LIBRO, an acronym for "The Library of Iberian Resources Online", is a unique collection of secondary sources about Medieval Spain (defined as the fourth through seventeenth centuries), created in 1999 by the American Academy of Research Historians of Medieval Spain.
"Secondary" here means fairly recent history books about the period. "Primary" means usually eyewitness sources--or as close as possible in time to the original event. In medieval terms, all medieval-era sources are considered primary.
There are a lot of books online, not least the famous Gutenberg Project. However, all of those that legally appear on the Web have seen their copyrights expire and have entered Public Domain. Usually, this cannot happen until at least 70 years after the death of the author. This makes any history books online, unless they contain significant primary source material, not very useful to an academic historian. Historical research can progress quickly within a single decade, let alone seven.
However, LIBRO has found a way around this. Most academic books remain in print only for a few years with a single publisher. Then, the copyright reverts to the author. Only a few ("bestsellers" like Malcolm Barber's general history of the Templars, "The New Knighthood") see a second printing, let alone republication in paperback, which extends the book's exposure and marketability. In the LIBRO project, significant authors in the field have agreed to let LIBRO post their books online once they have gone out of print.

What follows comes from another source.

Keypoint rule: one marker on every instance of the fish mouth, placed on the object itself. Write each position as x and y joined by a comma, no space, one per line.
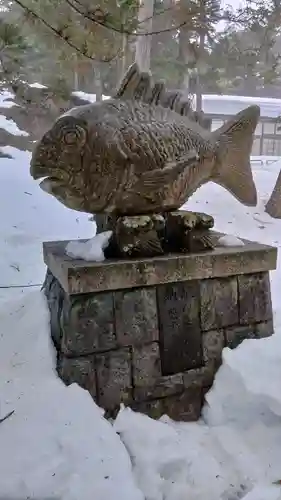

There are limitations, of course. All of the books on LIBRO are in English, even though much of the most original work in Spain is in Spanish, Portuguese or Catalan. The earliest book was published in 1906 (Henry Lea's History of the Spanish Inquisition), the latest in 1998. The list is certainly not comprehensive, but it does provide the academic with a number of otherwise expensive and/or difficult to find sources. It also gives the casual reader a good collection to start off in delving into the academic historiography of Medieval Spain. For example, one major history of this week's article subject, Queen Urraca of Castile and Léon, "The Kingdom of León-Castilla
under Queen Urraca, 1109-1126" by Bernard F. Reilly, is found on LIBRO.
LIBRO is one of those collections that are helpful to both academic and popular historians. While films like El Cid (this week's film review) are great fun, we don't need them to fill in our history--not in the age of the World Wide Web, when real history is out there, waiting to be found and read.